When approaching Johnson Woods on the bus, one quote that stuck out to me was one that Professor Bourne mentioned which was on the lines of “straight ahead you will see a forest on the left and on the other side of the road another forest: that is Johnson Woods.” This immediately made me think about the question we discussed earlier this semester about what is considered natural versus artificial in nature. As we drove closer to the forest, I instantly saw the forest in comparison to its surrounding area as natural and unharmed. The grandness of the red and white oaks, and hickories in a cluster with its tall trunks and its bare branches stuck out to me. It was as if it was the one unaltered thing that was present in this particular area. Just about everything else around the forest I saw as being artificial as it had been manipulated/altered in some way by humans for human benefits. An example of this can be seen with the road that cuts right through the forest. The installation of the asphalt road (Fox Lake Road) was placed between the forest to help connect Wadsworth Road (OH 57) and Mount Eaton Road North (OH 94) rather than having to find an alternative route to get to the two popular state routes. Another example is the surrounding area. It is primarily composed of open pastures and/or farmland, which is used for holding livestock and agricultural production for benefit. With my observation of the façade of the forest as seeming natural and untouched, I was shockingly surprised to be wrong by my notion.

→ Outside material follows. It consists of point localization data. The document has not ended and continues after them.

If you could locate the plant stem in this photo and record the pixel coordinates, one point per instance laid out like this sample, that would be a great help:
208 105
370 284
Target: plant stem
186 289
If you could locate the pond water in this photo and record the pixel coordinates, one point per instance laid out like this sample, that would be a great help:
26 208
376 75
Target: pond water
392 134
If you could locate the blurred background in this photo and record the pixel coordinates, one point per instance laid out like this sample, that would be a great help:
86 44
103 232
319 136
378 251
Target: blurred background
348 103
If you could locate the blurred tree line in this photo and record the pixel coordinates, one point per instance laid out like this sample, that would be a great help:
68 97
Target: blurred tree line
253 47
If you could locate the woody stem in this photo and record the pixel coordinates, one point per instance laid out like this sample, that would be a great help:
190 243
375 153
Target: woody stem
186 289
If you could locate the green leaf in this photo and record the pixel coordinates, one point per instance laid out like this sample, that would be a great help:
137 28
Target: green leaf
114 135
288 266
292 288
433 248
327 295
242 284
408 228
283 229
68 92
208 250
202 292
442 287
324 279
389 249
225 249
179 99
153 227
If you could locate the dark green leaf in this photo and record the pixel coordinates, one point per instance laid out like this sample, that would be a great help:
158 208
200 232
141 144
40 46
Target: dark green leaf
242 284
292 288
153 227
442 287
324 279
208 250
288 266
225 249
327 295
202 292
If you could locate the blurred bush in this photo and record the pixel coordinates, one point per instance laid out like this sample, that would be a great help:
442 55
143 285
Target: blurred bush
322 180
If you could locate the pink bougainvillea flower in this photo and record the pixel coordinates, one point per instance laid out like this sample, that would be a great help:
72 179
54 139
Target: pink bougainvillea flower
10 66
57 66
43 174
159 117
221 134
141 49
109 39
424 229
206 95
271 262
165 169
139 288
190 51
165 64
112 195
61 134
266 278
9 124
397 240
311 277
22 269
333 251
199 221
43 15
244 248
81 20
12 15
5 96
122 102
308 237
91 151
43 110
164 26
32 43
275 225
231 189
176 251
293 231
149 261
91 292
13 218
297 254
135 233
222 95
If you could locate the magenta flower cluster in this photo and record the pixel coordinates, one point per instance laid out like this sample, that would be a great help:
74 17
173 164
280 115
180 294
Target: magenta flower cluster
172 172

What I thought had been a natural area now changed as I began to see the human disturbances that had been placed within the forest. The first artificial addition to the forest was the installation of the boardwalk, as I was immediately shocked to see a boardwalk lying on the ground in the entrance and then throughout the walk. I saw the boardwalk as a disturbance as it was disconnecting the hiker from making a physical connection with nature. Also, the path essentially posed a set narrative to what to look at rather than letting the hiker explore on their own. Another artificial addition was the installation of sugar maple and American beech trees in place of the larger oaks and hickories that are dying. Though it is good these trees are being replaced, the addition of the maples and beeches are consequently “becoming more prominent members of the forest community at Johnson Woods” (Preserving 206 acres in Wayne County). One word that stands out is “in place” as it implies the action of making an alteration to something that was original or natural. Initially the idea of adding maples and beeches to the forest sounded good, but I have come to think differently as it is ultimately changing the original biodiversity that Johnson Woods initially had. It makes me question: why don’t the people who help preserve the forest plant new oaks and hickories instead of bringing in a completely new tree species in? The last artificial addition I saw was the graffiti that was scratched into the beech trees. I have seen people scratch their initials into trees, especially beech trees, in the past in more public areas, but I was shocked to see many of the beech trees, in an OLD GROWTH FOREST, were vandalized. It goes to show the negative human impact that has become to be more present in this once natural forest.

One Reply to “The Contrasting Realities”

  1. I am very impressed with the research and knowledge that you had of Johnson Woods. I liked hearing your experience and was upset to hear that there was so much that was unnatural in the woods. I am amazed that you were able to tell the difference between the trees and when looking them up and seeing the difference between them, I was upset to imagine that they might have changed the species so it could be cheaper. I hope that wasn’t the case because that would simply add on to the negative impact we have on our own preservement of the woods. I was really impressed with the details because it allowed me to be able to see the forest myself and picture the horrible impact we made on the once natural trees that grew there.